文:屋我平一朗(日々メタルで精神統一を図る映画ブロガー)

ポスト・アポカリプスものというジャンルの映画がある。世界の終末をテーマにした作品たちだ。荒廃した核戦争後の世界が舞台の『マッドマックス』シリーズ(1作目は除く)や、本作『65』の監督であるスコット・ベック&ブライアン・ウッズが脚本を担当し、エイリアンに支配された地球を描いた『クワイエット・プレイス』も同ジャンルに当てはまる。それらの映画からは暗い未来が想像されるかもしれないが…よく考えてみてほしい。地球はすでに、過去に何度か終末を迎えている。例えば、遠い昔ユカタン半島に隕石が落ちた。そしてその衝撃で、恐竜を含む多くの種は絶滅してしまった。もし当時人間が誕生していたら、今の我々もなかったかもしれない。地球で3番目に大きい衝突跡「チクシュルーブ・クレーター」は、今なお人類にその壮絶さを教えてくれる。このクレーターができたのが6500万年(65ミリオン年)前だ。

SFの名作『猿の惑星』では、宇宙の彼方でのミッションを終えた宇宙飛行士が地球に帰還しようとする中でトラブルに遭い、猿が人間を支配する未知の惑星に不時着してしまう。オチがあまりに有名すぎるので言ってしまうと、その惑星は未来の地球だったことが最後に示される。『65』はそれを少しひねり、惑星ソマリス(明らかに『惑星ソラリス』のもじり)の宇宙飛行士ミルズがミッションの途中で事故に遭い、ある惑星に不時着する。それが恐竜たちの闊歩する6500万年前の地球なのだ。仲間たちは、コアという名の少女を残して全滅。生き延びるために、ミルズはコアを連れて、不時着時に遠くに落下した脱出船までたどり着かなければならない。しかし、空には地球に滅びをもたらす流星の雨が迫っていた…。

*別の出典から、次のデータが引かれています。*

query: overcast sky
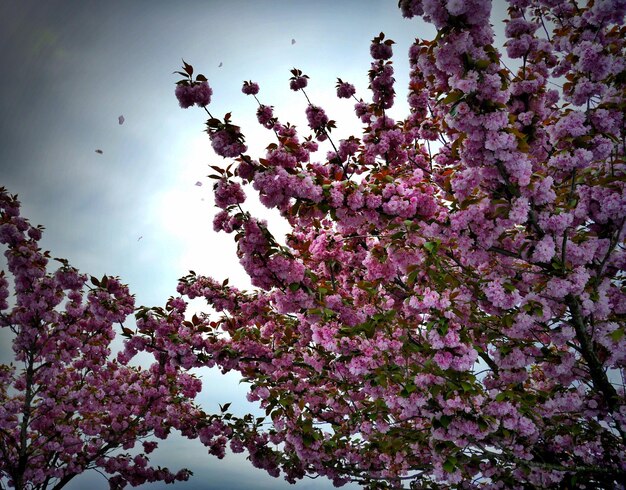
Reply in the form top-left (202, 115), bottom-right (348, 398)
top-left (0, 0), bottom-right (433, 490)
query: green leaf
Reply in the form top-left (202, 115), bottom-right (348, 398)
top-left (441, 90), bottom-right (465, 104)
top-left (443, 456), bottom-right (457, 473)
top-left (610, 327), bottom-right (624, 342)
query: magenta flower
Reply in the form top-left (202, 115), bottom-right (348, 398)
top-left (289, 77), bottom-right (308, 92)
top-left (337, 80), bottom-right (356, 99)
top-left (174, 84), bottom-right (196, 109)
top-left (210, 129), bottom-right (247, 158)
top-left (241, 82), bottom-right (259, 95)
top-left (193, 82), bottom-right (213, 107)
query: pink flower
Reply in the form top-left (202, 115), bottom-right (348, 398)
top-left (241, 82), bottom-right (259, 95)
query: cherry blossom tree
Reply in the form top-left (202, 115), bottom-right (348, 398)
top-left (164, 0), bottom-right (626, 488)
top-left (0, 188), bottom-right (200, 490)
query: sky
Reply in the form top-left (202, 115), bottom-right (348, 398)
top-left (0, 0), bottom-right (434, 490)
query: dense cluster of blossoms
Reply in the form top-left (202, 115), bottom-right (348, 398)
top-left (165, 0), bottom-right (626, 488)
top-left (162, 0), bottom-right (626, 488)
top-left (0, 188), bottom-right (208, 490)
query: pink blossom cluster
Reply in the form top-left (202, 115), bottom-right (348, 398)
top-left (0, 188), bottom-right (200, 488)
top-left (176, 82), bottom-right (213, 109)
top-left (163, 0), bottom-right (626, 489)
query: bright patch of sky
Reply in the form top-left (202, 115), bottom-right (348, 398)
top-left (0, 0), bottom-right (504, 489)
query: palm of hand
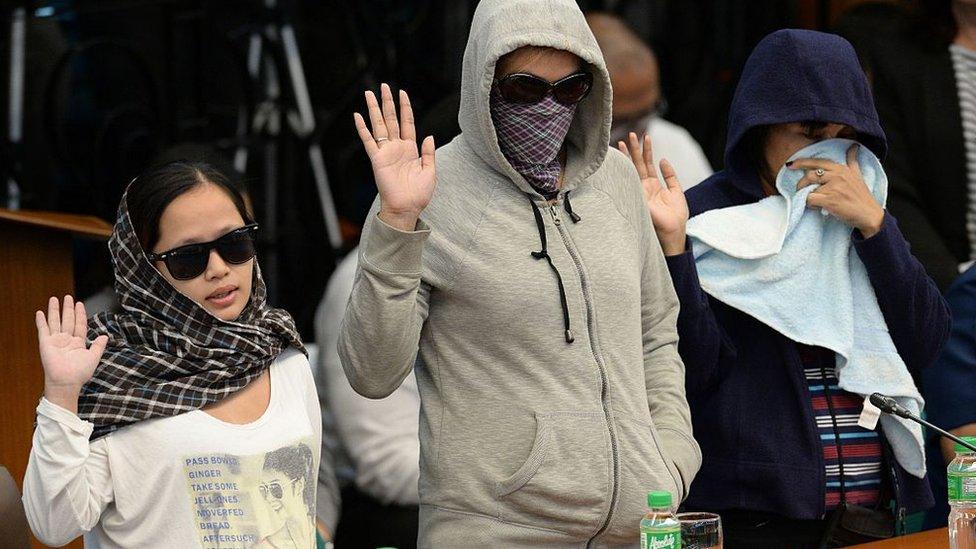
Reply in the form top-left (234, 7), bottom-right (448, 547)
top-left (40, 333), bottom-right (101, 385)
top-left (372, 139), bottom-right (436, 212)
top-left (34, 295), bottom-right (108, 393)
top-left (642, 182), bottom-right (689, 233)
top-left (353, 84), bottom-right (436, 219)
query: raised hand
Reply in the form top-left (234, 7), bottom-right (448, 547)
top-left (617, 132), bottom-right (688, 255)
top-left (353, 84), bottom-right (437, 231)
top-left (786, 143), bottom-right (884, 238)
top-left (34, 295), bottom-right (108, 413)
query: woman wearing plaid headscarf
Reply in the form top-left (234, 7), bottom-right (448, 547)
top-left (24, 162), bottom-right (335, 548)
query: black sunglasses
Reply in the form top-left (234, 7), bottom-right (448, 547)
top-left (147, 223), bottom-right (258, 280)
top-left (496, 71), bottom-right (593, 105)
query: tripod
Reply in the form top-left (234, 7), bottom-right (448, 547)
top-left (234, 0), bottom-right (342, 300)
top-left (4, 4), bottom-right (27, 210)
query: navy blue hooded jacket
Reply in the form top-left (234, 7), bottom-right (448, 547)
top-left (668, 30), bottom-right (949, 519)
top-left (922, 266), bottom-right (976, 528)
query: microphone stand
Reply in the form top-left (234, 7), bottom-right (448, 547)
top-left (871, 393), bottom-right (976, 452)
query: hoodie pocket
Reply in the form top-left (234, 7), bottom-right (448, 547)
top-left (495, 412), bottom-right (612, 537)
top-left (614, 413), bottom-right (684, 528)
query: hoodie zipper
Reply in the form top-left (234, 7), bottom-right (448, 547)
top-left (549, 204), bottom-right (620, 547)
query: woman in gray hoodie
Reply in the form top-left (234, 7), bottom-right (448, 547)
top-left (338, 0), bottom-right (701, 547)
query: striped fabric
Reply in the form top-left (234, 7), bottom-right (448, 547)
top-left (798, 345), bottom-right (882, 510)
top-left (949, 44), bottom-right (976, 259)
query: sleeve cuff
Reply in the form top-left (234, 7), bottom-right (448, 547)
top-left (664, 240), bottom-right (708, 309)
top-left (657, 427), bottom-right (702, 499)
top-left (851, 212), bottom-right (911, 270)
top-left (362, 215), bottom-right (430, 276)
top-left (37, 397), bottom-right (95, 438)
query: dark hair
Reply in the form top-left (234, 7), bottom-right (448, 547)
top-left (125, 161), bottom-right (252, 252)
top-left (742, 120), bottom-right (856, 185)
top-left (263, 443), bottom-right (315, 513)
top-left (914, 0), bottom-right (959, 48)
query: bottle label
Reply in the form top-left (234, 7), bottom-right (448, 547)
top-left (948, 473), bottom-right (976, 502)
top-left (641, 531), bottom-right (681, 549)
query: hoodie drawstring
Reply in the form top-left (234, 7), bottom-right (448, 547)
top-left (563, 191), bottom-right (583, 223)
top-left (529, 200), bottom-right (578, 343)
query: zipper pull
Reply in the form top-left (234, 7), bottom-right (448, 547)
top-left (549, 204), bottom-right (562, 227)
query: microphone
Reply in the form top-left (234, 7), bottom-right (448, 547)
top-left (869, 393), bottom-right (976, 452)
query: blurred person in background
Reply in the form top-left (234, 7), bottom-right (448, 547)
top-left (838, 0), bottom-right (976, 527)
top-left (313, 248), bottom-right (420, 549)
top-left (838, 0), bottom-right (976, 290)
top-left (586, 12), bottom-right (712, 190)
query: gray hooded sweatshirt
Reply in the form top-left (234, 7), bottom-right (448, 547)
top-left (339, 0), bottom-right (701, 547)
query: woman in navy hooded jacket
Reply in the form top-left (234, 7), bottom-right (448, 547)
top-left (619, 30), bottom-right (949, 547)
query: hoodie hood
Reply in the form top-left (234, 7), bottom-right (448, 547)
top-left (458, 0), bottom-right (613, 196)
top-left (725, 29), bottom-right (887, 196)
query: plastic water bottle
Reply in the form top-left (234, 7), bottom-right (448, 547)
top-left (946, 437), bottom-right (976, 549)
top-left (641, 492), bottom-right (681, 549)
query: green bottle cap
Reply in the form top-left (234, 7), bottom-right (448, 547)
top-left (956, 437), bottom-right (976, 454)
top-left (647, 492), bottom-right (671, 509)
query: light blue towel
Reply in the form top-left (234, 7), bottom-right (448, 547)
top-left (688, 139), bottom-right (925, 478)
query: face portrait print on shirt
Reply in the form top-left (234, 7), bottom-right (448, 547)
top-left (183, 440), bottom-right (315, 549)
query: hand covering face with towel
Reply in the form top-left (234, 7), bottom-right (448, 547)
top-left (688, 139), bottom-right (925, 478)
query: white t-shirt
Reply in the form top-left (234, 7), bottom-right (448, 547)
top-left (315, 248), bottom-right (420, 505)
top-left (24, 349), bottom-right (322, 549)
top-left (647, 116), bottom-right (714, 191)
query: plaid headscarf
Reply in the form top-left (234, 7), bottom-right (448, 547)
top-left (490, 87), bottom-right (576, 197)
top-left (78, 188), bottom-right (307, 440)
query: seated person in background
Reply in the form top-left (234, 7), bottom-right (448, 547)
top-left (619, 30), bottom-right (949, 548)
top-left (314, 248), bottom-right (420, 549)
top-left (839, 0), bottom-right (976, 290)
top-left (586, 12), bottom-right (712, 190)
top-left (23, 162), bottom-right (337, 549)
top-left (922, 267), bottom-right (976, 528)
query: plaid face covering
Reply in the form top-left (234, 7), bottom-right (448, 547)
top-left (491, 88), bottom-right (576, 198)
top-left (78, 191), bottom-right (305, 440)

ミルズを演じたのは、『スター・ウォーズ』シークエル・トリロジーで忘れられない悪役カイロ・レンを演じたアダム・ドライバーだ。今回は年代設定こそ『スター・ウォーズ』と同じ「遠い昔」であるものの、描かれるのは我々のよく知るこの銀河系で、ティラノサウルスを含め様々な恐竜が登場する。だが、本作は恐竜映画というより“白亜紀映画”だ。身の毛もよだつ巨大昆虫(その意味では『ジュラシック・パーク』でなく『ジュラシック・ワールド』を思い出すべきか?)や、手つかずの荒々しい自然。この地球に住み恐竜映画を見慣れている我々も、ミルズとともにモンスターだらけの過酷な異星の環境に放り込まれた気分になるのだ。いくら海兵隊出身であるドライバーの肉体やハイテク武器を使いこなす様に説得力があるとは言え、モンスターには理屈など通じない。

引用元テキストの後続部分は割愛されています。